An initial public offering (IPO) is the first time that the stock of a private company is offered to the public. Historically IPOs have been issued by smaller, younger companies seeking capital to expand, though they are also done by large privately owned companies looking to become publicly traded.
During 1980–2000, the average number of companies that went public in the United states was 310 per year. Since 2000, the average has declined across all sectors, especially among small firms. This has been due to many underlying economic forces and regulatory environment factors.
One of the main reasons for the decline in IPOs is that Startups are staying private longer and raising money through Venture Capital or Angel Investors, replacing the need to go public and are typically more successful when they delay IPO. Furthermore, the cost and regulatory requirements of being a public company can be burdensome for companies.
Additionally, the volatility of the stock market in recent years has been a risky proposition for companies looking to IPO as well as the underwriters and investment banks who are tasked with determining the initial pricing and investor demand.
Dr.

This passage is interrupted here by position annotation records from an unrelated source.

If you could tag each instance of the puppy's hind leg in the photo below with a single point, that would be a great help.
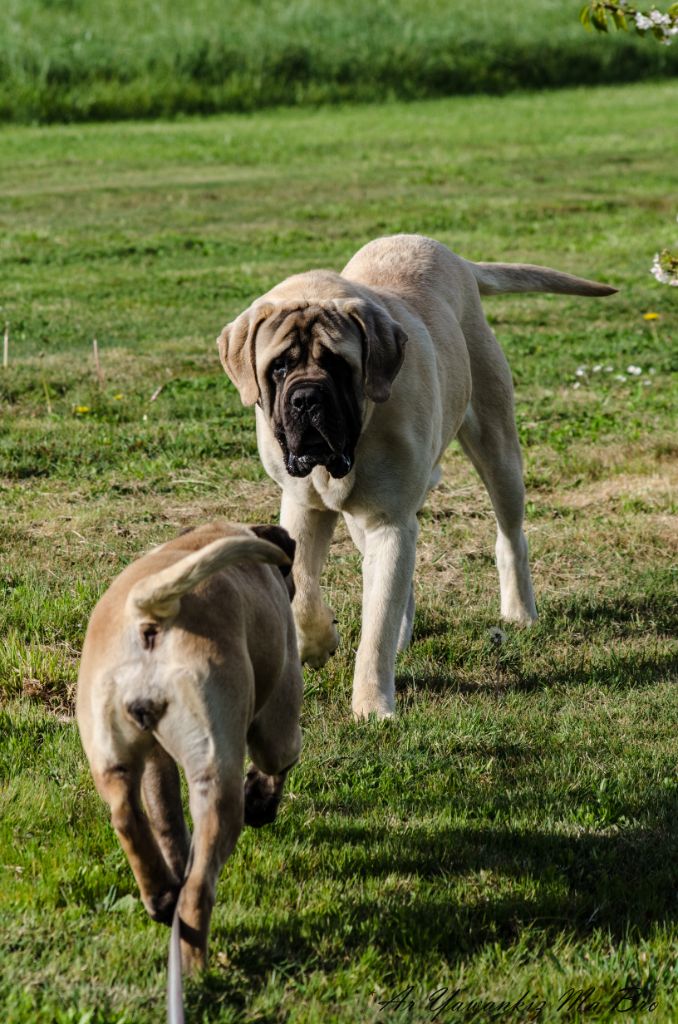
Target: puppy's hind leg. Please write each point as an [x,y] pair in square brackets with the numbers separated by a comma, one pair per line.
[119,783]
[205,732]
[490,439]
[162,798]
[273,741]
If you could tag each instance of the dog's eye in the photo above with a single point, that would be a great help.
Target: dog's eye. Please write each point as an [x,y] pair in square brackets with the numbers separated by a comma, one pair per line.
[279,370]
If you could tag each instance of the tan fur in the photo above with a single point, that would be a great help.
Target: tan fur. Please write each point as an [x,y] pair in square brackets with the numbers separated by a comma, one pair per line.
[437,373]
[173,672]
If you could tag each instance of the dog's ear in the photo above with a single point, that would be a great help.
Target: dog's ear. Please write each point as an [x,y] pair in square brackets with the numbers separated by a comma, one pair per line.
[279,536]
[384,346]
[238,350]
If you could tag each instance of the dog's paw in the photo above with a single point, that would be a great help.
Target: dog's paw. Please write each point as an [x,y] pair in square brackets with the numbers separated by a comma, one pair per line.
[318,644]
[373,707]
[161,905]
[262,797]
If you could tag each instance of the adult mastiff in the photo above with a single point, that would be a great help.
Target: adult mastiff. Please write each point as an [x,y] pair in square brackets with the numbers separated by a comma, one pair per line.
[361,381]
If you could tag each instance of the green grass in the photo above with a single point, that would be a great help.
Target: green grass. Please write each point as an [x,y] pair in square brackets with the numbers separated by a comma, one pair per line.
[514,828]
[97,59]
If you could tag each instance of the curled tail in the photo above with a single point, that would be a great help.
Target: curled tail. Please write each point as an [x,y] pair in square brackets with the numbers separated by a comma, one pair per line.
[158,596]
[497,279]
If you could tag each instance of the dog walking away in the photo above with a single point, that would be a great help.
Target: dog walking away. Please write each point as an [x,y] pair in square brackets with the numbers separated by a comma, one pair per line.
[361,380]
[189,657]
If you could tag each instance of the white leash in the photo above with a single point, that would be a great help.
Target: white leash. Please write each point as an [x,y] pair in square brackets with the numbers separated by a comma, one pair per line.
[174,979]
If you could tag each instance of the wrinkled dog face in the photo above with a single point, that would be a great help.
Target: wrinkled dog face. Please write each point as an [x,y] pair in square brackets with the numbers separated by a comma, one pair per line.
[315,408]
[311,368]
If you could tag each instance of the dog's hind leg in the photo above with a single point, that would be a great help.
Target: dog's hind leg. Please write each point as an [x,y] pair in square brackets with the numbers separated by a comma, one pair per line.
[490,438]
[205,732]
[119,784]
[162,798]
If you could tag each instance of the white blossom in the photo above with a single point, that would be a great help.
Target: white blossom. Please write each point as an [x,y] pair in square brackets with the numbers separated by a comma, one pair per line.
[664,276]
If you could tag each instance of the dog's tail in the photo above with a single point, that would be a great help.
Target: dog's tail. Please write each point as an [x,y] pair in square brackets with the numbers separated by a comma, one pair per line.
[497,279]
[158,597]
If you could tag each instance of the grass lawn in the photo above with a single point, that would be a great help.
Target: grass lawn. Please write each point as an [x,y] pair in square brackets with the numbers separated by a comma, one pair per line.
[513,830]
[101,59]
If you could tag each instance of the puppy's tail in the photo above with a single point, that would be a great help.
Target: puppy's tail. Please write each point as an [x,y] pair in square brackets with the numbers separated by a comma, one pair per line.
[158,597]
[497,279]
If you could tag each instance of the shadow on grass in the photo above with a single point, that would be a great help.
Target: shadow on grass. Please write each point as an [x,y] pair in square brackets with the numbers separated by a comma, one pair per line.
[574,643]
[628,670]
[557,885]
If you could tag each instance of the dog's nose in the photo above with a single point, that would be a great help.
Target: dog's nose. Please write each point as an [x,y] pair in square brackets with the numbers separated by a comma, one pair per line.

Sanjai Bhagat, Provost Professor of Finance at University of Colorado at Boulder, spoke recently at a Tie Rockies event about the critical component of the entrepreneurial ecosystem, the mergers and acquisitions market, and how innovation influences a company’s success factor and when acquisitions create value for acquirers.
As investors are regaining confidence, 2017 is starting to look better and IPO activity has increased 71.1% from the same period last year with over 65 IPOs already filed. The strong equity evaluation and positive performance is expected to attract more companies to the public market.